Piłkarze Radosława Gabigi zremisowali w sparingowym spotkaniu z beniaminkiem III ligi małopolsko-świętokrzyskiej, Hutnikiem Kraków 2:2 (1:1). Bramki w tym spotkaniu dla naszej drużyny zdobyli Józef Misztal oraz Jacek Rokosa.
Drużyna Hutnika Kraków od pierwszych minut spotkania nastawiła się na grę wysokim pressingiem, który z biegiem czasu i dobrą grą biało-czerwonych nie był jednak możliwy do realizacji. Zawodnicy Szczakowianki starali się grać natomiast dokładnie, bez niepotrzebnych strat piłek i jak się okazało właśnie to rozwiązanie przyniosło swój zamierzony efekt w postaci bramki. Nowy nabytek jaworznian, Dawid Mróz mocno uderzył w światło bramki, golkiper Hutnika sparował piłkę przed siebie i przy dobitce Józefa Misztala był już bez szans.
Dwie minuty później błąd obrońcy Szczakowianki wykorzystał Michał Guja i umieścił piłkę tuż obok bramkarza biało-czerwonych, Piotra Adamka.
W 42. minucie podopieczni Radosława Gabigi po raz kolejny mogli objąć prowadzenie, bowiem w polu karnym faulowany był Dawid Tomanek i sędzia wskazał na jedenasty metr. Na nieszczęście jaworznian, Sebastian Kusak wyczuł intencje Sylwestra Dębowskiego i sparował piłkę poza pole gry. W tym samym momencie z boiska za obraźliwe słowa wobec sędziego wyleciał także jeden z zawodników z Krakowa i „Hutnicy” ostatnie minuty zmuszeni byli grać w osłabieniu.
W drugiej połowie, w myśl wcześniejszych ustaleń sztabów szkoleniowych na placu gry pojawiło się ponownie dwudziestu dwóch zawodników.
Zawodnicy z Krakowa i w 51. minucie gry wyszli na prowadzenie. Michał Nawrot zdecydował się na strzał z dystansu i mocnym strzałem pokonał drugiego z bramkarzy Szczakowianki, Andrzeja Wiśniewskiego.

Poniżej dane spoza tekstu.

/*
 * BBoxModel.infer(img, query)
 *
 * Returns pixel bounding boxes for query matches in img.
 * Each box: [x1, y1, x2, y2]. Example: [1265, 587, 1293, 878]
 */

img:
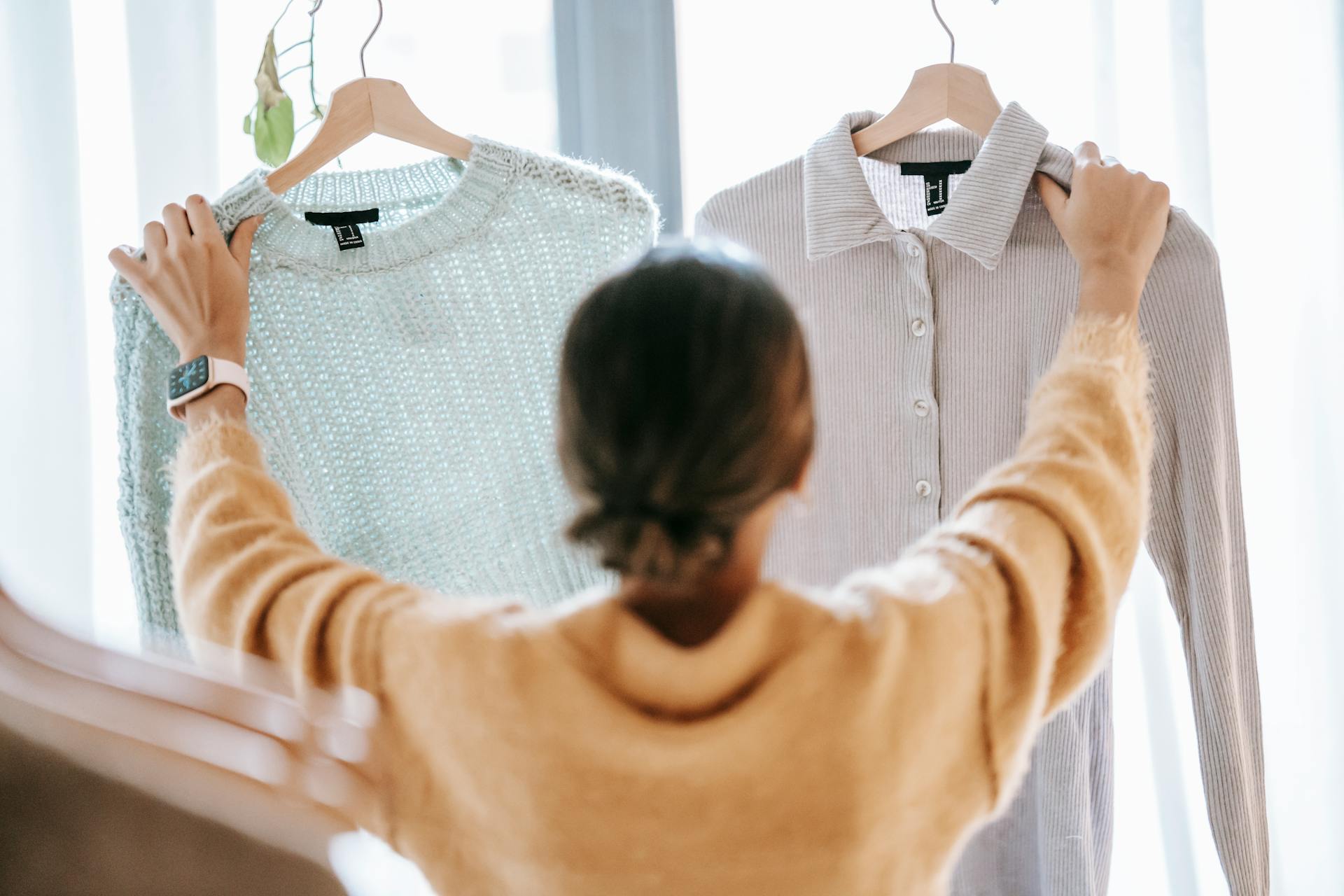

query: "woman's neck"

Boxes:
[620, 501, 778, 648]
[620, 564, 761, 648]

Kolejne zmiany w szeregach biało-czerwonych jakie przeprowadził sztab szkoleniowy podziałały jednak wzorowo na grę jaworznian i w 74. minucie ponownie mieliśmy remis. Tym razem dośrodkowanie w pole karne wykorzystał Jacek Rokosa, po którego strzale piłka odbiła się od dwóch słupków i wpadła do bramki.